歯冠の前面は8割方破損しており、長さもほぼ半分になっています。これだけのダメージの修復には、通常でしたら型採りをしてクラウンを被せる治療が妥当でしょう。
しかしそのためには神経をとって土台を建てなければなりません。神経をとった歯は寿命が極端に短くなります。この状態なのでいつかは神経をとることになりそうですが、今は痛みもありません。神経を保存することを第一目的に、コンポジットレジンで修復することにいたしました。
それにしてもこのダメージです。できる限り美しくしく、できる限り長持ちさせるためには材料を選ばなくてはなりません。
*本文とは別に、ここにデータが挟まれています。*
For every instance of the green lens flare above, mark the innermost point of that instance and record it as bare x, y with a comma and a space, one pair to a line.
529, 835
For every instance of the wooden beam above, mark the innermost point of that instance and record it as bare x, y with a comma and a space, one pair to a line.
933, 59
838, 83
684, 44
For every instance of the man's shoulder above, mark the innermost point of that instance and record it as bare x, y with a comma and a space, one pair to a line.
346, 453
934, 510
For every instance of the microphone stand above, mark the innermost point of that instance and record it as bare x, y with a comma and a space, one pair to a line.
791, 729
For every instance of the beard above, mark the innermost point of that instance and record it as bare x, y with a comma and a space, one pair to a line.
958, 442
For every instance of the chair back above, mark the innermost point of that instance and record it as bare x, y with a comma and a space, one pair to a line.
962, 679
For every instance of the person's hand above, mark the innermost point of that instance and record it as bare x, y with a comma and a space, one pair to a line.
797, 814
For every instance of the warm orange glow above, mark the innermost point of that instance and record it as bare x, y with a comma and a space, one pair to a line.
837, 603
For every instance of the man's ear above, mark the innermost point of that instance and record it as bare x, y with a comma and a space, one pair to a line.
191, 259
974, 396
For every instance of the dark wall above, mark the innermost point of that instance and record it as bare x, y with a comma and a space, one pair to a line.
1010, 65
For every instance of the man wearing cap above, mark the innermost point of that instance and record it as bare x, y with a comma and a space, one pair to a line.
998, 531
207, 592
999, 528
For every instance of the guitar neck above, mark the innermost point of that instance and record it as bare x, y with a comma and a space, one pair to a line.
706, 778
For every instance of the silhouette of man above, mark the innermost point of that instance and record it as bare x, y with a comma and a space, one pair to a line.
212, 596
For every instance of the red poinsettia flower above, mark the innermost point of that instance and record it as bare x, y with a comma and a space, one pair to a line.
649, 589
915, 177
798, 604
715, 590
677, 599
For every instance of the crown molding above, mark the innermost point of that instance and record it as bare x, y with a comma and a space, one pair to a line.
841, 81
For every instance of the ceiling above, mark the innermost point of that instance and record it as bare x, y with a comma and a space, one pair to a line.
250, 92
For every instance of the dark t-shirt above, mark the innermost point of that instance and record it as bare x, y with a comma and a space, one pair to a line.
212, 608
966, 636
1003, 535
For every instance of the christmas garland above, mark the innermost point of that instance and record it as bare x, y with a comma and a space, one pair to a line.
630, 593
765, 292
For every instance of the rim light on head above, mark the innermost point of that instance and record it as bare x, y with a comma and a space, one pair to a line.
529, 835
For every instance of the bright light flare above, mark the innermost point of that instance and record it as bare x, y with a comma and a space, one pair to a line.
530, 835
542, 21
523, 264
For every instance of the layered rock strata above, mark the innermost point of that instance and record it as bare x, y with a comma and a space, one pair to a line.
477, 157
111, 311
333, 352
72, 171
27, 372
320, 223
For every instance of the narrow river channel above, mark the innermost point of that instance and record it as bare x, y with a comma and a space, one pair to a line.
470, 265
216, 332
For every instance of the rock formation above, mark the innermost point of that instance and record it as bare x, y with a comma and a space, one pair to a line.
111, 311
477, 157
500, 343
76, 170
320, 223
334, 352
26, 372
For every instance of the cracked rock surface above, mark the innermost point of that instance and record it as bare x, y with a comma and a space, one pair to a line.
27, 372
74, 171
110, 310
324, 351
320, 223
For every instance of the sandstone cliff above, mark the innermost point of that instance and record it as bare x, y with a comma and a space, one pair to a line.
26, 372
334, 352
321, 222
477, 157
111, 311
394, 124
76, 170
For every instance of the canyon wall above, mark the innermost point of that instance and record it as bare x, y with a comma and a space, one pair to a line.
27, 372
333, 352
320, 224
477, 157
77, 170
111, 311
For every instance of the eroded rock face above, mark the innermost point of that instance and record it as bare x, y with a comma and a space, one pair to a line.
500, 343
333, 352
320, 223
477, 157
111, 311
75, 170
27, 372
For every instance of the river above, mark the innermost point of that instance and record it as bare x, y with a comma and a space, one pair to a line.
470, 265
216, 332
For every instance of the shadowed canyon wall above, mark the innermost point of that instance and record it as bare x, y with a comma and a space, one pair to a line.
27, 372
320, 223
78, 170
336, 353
どうしても時間と費用はかかります。自由診療でなければ対処できないケースです。
上顎中切歯が食事中に突然折れたとのことで急遽来院されました(写真1)。
真ん中の歯が欠けてしまっては人前に出ることもできません。そのままお帰りいただくわけにはいきませんので、初診当日は応急処置で形だけ整えて終わりになりました(写真2)。
コンポジットレジン充填、治療直後の記録です(写真3)。むし歯ではなかったので削る量は比較的少なかったですが、破損状況は深刻です。
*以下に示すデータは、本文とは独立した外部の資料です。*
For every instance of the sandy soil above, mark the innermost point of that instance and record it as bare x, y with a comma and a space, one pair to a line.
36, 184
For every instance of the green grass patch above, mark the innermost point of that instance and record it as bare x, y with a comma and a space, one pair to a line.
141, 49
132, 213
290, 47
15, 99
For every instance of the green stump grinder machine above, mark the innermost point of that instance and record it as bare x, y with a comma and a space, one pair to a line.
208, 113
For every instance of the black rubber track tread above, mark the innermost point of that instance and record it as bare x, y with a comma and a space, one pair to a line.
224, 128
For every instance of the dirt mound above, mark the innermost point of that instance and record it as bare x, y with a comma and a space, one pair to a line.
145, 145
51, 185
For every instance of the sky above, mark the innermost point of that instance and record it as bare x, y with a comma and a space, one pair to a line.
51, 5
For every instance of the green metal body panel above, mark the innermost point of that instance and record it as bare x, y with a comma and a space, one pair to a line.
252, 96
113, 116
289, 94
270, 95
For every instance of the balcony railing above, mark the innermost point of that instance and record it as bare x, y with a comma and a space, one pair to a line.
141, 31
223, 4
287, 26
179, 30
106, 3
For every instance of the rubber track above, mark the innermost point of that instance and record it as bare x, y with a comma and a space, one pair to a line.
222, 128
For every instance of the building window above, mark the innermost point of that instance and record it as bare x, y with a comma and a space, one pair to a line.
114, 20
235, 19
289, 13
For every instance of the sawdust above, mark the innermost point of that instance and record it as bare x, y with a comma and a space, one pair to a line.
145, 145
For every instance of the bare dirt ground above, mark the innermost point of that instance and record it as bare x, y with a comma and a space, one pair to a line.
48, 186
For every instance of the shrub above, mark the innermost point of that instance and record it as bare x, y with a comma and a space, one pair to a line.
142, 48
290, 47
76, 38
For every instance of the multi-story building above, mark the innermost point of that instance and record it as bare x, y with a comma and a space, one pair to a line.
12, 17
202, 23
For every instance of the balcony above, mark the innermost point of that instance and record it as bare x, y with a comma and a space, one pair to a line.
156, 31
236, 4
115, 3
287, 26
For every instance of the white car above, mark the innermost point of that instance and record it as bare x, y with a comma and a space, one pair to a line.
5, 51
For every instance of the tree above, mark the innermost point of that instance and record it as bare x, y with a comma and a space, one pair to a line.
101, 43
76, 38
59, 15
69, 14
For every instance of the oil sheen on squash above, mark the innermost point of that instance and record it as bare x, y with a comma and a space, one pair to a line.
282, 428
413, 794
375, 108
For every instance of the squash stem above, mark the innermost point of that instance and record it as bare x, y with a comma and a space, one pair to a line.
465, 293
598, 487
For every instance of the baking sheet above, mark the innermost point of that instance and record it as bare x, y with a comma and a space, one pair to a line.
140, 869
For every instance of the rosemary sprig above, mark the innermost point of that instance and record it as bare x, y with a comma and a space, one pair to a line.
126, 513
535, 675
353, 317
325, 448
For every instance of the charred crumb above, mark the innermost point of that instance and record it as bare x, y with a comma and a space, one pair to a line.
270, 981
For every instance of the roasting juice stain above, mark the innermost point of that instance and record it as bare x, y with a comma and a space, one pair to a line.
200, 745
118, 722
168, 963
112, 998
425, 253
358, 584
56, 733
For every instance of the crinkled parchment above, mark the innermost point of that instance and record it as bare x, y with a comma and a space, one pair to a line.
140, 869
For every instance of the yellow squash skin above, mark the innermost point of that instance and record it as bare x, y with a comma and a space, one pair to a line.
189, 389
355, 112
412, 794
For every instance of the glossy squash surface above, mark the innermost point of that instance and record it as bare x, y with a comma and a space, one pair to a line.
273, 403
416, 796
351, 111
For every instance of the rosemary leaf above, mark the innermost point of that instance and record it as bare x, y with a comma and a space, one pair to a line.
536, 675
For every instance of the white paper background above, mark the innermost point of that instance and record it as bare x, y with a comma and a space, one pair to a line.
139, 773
色と形を美しく表現し、かつ通常の咀嚼にも耐えられるように仕上げなければなりません。治療の難易度は高いです。
隣の中切歯はセラミックス修復がされていますが、とにかく色調をバランスよく揃えることに大変苦労いたしました。
治療の実際は紫外線のライトを照射してペースト状のコンポジットレジンを固めますが、修復範囲が広いと何層も材料を盛り重ねないとなりません。
今回は紫外線ライトの照射回数はカウントできないほどでした。口を開けっぱなしの患者さんも相当辛かったはずですが、最終的には十分にお喜びいただきました。
見た目のバランスを良くするためには2本の歯の切れ込みを左右対称に仕上げることがポイント(黄色いライン)であると他の症例でもお見せしました。そして正面から見た時のバランスの良し悪しは歯の厚みも大きく影響します。
写真4は先端方向からのみた記録です。この方向から見ても左右の切れ込みの形が対象になっていないと、正面から見た時の形バランスが不思議と崩れて見えるのです。治療の仕上げの段階では、正面から、上から、下から、斜め横から、横から、様々な角度から見て確認して形を整えていきます。
現在のコンポジットレジン修復は大量の手間や特別な材料を必要としなくても(テクニックは必要ですが)美しく仕上げやすくなり、図1のような保険診療の1色盛りだけでも満足してくださる方が多くなりました。材料の進歩の恩恵です。
しかし保険診療には限界がございます。患者さんの要求は同じでも、むし歯の深さ、欠けてしまった範囲の大きさ、噛み合わせの問題など状態は千差万別です。図2のような歯の構造に配慮しながら必要な手間をかけないと、美しい結果を期待できない場合も多いです。